Calculate average latencies on the fly

Message ID CAK+oA4WFAaT4DmR=8nKqTsyKe9imDYCu5p6DG4kqbhoBPD=LXw@mail.gmail.com
State New
Headers show

Commit Message

Piotr Gregor Nov. 14, 2016, 11:50 a.m.
There was an error in previous patch. Please find attached corrected patch.

cheers,
Piotr

Comments

Mathieu Poirier Nov. 14, 2016, 3:42 p.m. | #1
On 14 November 2016 at 04:50, Piotr Gregor <piotrgregor@rsyncme.org> wrote:
> There was an error in previous patch. Please find attached corrected patch.

>

> cheers,

> Piotr


Piort,

I am fairly new to this mailing list but if it is anything like the
kernel's, you will want to send your patch using git send-email.  It
is probably a good idea to run checkpatch.pl on it too - that way
you'll avoid all sort of style problems like lines over 80 characters
long.

Mathieu
--
To unsubscribe from this list: send the line "unsubscribe linux-rt-users" in
the body of a message to majordomo@vger.kernel.org
More majordomo info at  http://vger.kernel.org/majordomo-info.html
Piotr Gregor Nov. 14, 2016, 4:11 p.m. | #2
Hi Mathieu,

I am newer most likely - many thanks for your advise.

cheers,
Piotr
--
To unsubscribe from this list: send the line "unsubscribe linux-rt-users" in
the body of a message to majordomo@vger.kernel.org
More majordomo info at  http://vger.kernel.org/majordomo-info.html
Clark Williams Nov. 14, 2016, 4:58 p.m. | #3
On Mon, 14 Nov 2016 16:11:58 +0000
Piotr Gregor <piotrgregor@rsyncme.org> wrote:

> Hi Mathieu,

> 

> I am newer most likely - many thanks for your advise.

> 

> cheers,

> Piotr

> --


Luckily this list is *much* lower traffic than LKML and we're not quite as strict as they are, since we don't have the volume of patches to deal with. 

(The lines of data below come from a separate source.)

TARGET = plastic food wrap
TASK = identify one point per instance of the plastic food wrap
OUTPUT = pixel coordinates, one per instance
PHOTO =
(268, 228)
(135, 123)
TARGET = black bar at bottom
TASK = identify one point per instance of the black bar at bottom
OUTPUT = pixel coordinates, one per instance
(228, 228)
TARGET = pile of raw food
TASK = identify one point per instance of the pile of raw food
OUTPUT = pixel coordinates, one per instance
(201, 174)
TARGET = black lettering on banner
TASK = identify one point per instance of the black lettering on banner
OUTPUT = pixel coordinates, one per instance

That being said, very good advice and I'll make a note to follow it :)

Piotr, John Kacur or I will look at adding in your patch to cyclictest shortly. Thanks for the submission.

-- 
United States Coast Guard
Ruining Natural Selection since 1790
John Kacur Nov. 16, 2016, 2:47 p.m. | #4
Please inline the patches

There are 1000000 microseconds / second, the default interval is 1000us, 
but let's say we did it more frequently at 100us

1000000 us /  100 intervals = 10000 samples / second * 60 sec/min * 60 
min/hr * 24 hrs/day * 365 days / year * 1000 (very pessimistic diff) =
an accumulated diff of 3.1536×10^14

With a max double of 9x10^15/3.15*10^14 we could run for 30 years before 
we move into normal numbers.

So, the problem with your patch, is not just the problem which it proposes 
to fix, is one I see as mostly theoretical, but there is the potential for 
accumulating small inaccuracies.

Of course, there is always the chance that I made some kind of error in my 
analysis here, please feel free to point it out!

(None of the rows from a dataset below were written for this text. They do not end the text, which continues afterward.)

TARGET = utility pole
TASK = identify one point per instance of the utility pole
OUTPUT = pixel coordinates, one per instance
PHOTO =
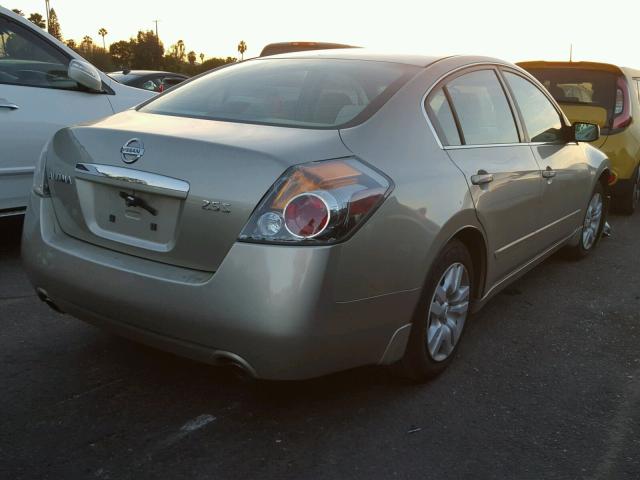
(46, 6)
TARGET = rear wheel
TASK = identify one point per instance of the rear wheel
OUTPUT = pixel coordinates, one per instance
(593, 223)
(629, 201)
(441, 314)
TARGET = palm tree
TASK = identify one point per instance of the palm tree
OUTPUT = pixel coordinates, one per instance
(242, 47)
(103, 32)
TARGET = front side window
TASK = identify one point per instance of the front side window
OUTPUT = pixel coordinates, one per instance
(442, 118)
(541, 119)
(307, 93)
(482, 109)
(28, 60)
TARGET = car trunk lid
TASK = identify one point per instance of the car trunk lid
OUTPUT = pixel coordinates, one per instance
(186, 198)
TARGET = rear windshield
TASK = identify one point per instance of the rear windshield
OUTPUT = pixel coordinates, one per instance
(580, 87)
(307, 93)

What might be more interesting is how long would it take for the cycles to 
overflow?

Thanks

John

On Mon, 14 Nov 2016, Piotr Gregor wrote:

> There was an error in previous patch. Please find attached corrected patch.

> 

> cheers,

> Piotr

>
Piotr Gregor Nov. 19, 2016, 11:27 p.m. | #5
Hi John, Clark,

Recently I observed jitter of > 100 000 during tests of virtualized system.
In that case 30 years would change into 0.3 year which is not as much.
The jitter depends on the hardware/software you test, what if someone
deliberately wishes to measure jitter of more than this or he is just
out of luck and gets huge values?
Also, the limit will change if the type of average changes, but if it
is calculated in the way I proposed, it will always work.
Apart from this, since the benign possibility exists - why not to fix this
if the fix is easy.

cheers,
Piotr
--
To unsubscribe from this list: send the line "unsubscribe linux-rt-users" in
the body of a message to majordomo@vger.kernel.org
More majordomo info at  http://vger.kernel.org/majordomo-info.html
Tracy Smith Nov. 20, 2016, 5:03 a.m. | #6
Piotr, please explain what you believe to be the root cause?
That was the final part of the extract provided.